Where the Wild Heron Flies

Recently, I was with my two young boys outside our home when I looked up across our road and saw a Great Blue Heron flying over the creek that runs beside us. It landed on a rock bank, and I pointed it out to my oldest son, because he’d noticed that I was looking at something. Blue Herons are abundant in some places, but by our home, they’re a rare and special sight, and I am always on the lookout for them.

One thing about Herons is that they are solitary birds, and they don’t like to be approached. If a Heron so much as suspects that you are moving toward its direction, it will lift itself up with its massive wings and fly faster and further than you could ever dream of following. I’ve seen the birds on many occasions around the creek and the pond near our home, but I’ve never been able to sneak up on one.

As my two boys and I looked over at the Heron that was fishing in our creek, we worked our way over toward it, and sure enough, it rose up and flew off beyond our sight. I told my oldest son that they often do that, but I was glad that he at least got to see it from afar.

We made our way back to our house and I let them play out in the rocks and mud while I watched them. About ten minutes went by, long enough for me to forget about the Heron, when suddenly, a sound came from the creek like something out of Jurassic Park. If you’ve ever heard the croaking call of a Heron, you know the sound I’m talking about. It sounds prehistoric, especially knowing that the sound is being made by a bird—it’s raspy and deep, almost like the sound of a howler monkey. When I turned to find the source of the call, I saw that the Heron had flown back in our direction. It circled once in front of our view, and then it flew off toward the trees, vanishing in seconds. My oldest son heard and saw it too, and he seemed just as excited as I was. Out of all the times I’d seen Herons at that creek, I’d never seen or heard one do what that one did.

* * *

Aldo Leopold, a writer and conservationist from the early 1900s, wrote a collection of essays titled “A Sand County Almanac,” and in the beginning of the book, he said this:

“There are some who can live without wild things, and some who cannot. These essays are the delights and dilemmas of one who cannot.”
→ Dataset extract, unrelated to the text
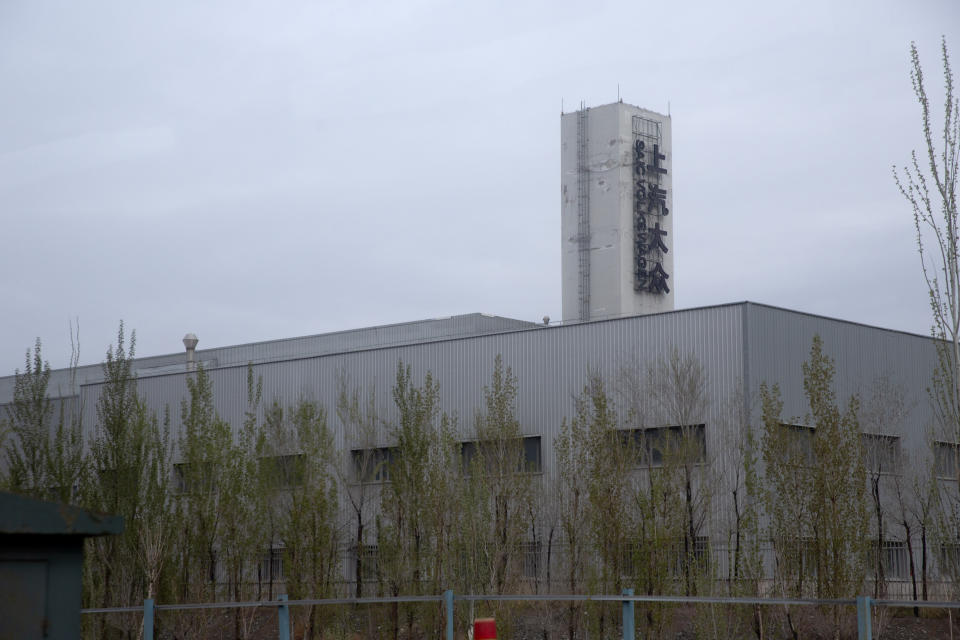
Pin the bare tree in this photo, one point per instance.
(932, 194)
(362, 463)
Later in the book, he wrote that he was glad that he would never have to be “young without wild country to be young in.” Ever since I first read that line, I haven’t been able to get over it. It makes me think back on the places I’ve known throughout my life, and just how much many of them have changed. Mostly, I think of the trees I knew that once stood tall, but which have since been cut down and forgotten entirely. I think also of the sightings I had of wild animals as a child—the smell of wild turkeys roosting in the trees above me on a hunt in the early morning, or the excitement of chasing rabbits through a wheat-field. And with these, I think of the bad sightings, like the first time I saw a dead turtle, or the time I watched an older teenage boy pick up a mouse and squeeze it until its head swelled up and its body went flat.

The necessity of Leopold’s arguments for living with wild things around us is more pertinent now than when he first wrote them, because year after year, it seems that wild places are rapidly vanishing, and I can’t help but feel that something’s got to give at some point. Wendell Berry has been writing about this topic and others like it for years now, and in his poem “The Peace of Wild Things,” he speaks about the freedom that comes from being in the presence of wild things.

When despair for the world grows in me and I wake in the night at the least sound in fear of what my life and my children’s lives may be, I go and lie down where the wood drake rests in his beauty on the water, and the great heron feeds. I come into the peace of wild things who do not tax their lives with forethought of grief. I come into the presence of still water. And I feel above me the day-blind stars waiting with their light. For a time I rest in the grace of the world, and am free.

All of these thoughts bring me back to that Great Blue Heron that I sometimes see around our home. The sightings are never planned, and they do not follow any sort of time-table. They come when they come, and often I find that I am too occupied with my thoughts to notice them until it is too late, such as the other day when I saw a Barred Owl fly over me and realized that I had just walked passed the light-pole where it’d been perching only moments before. As much as I would love to walk up to a Blue Heron so that I could stroke my hand across it feathers, I know that I will never be able to, for the two of us live in different spaces of the same world. It is ours to share, and for me to try to bring it into my space would be an invasion of its wild space. To rid this world of all its wild places and things, where anything can happen at any time, is to forsake moments like the one I had with my two sons, a moment that could never have been planned, but now can never be forgotten.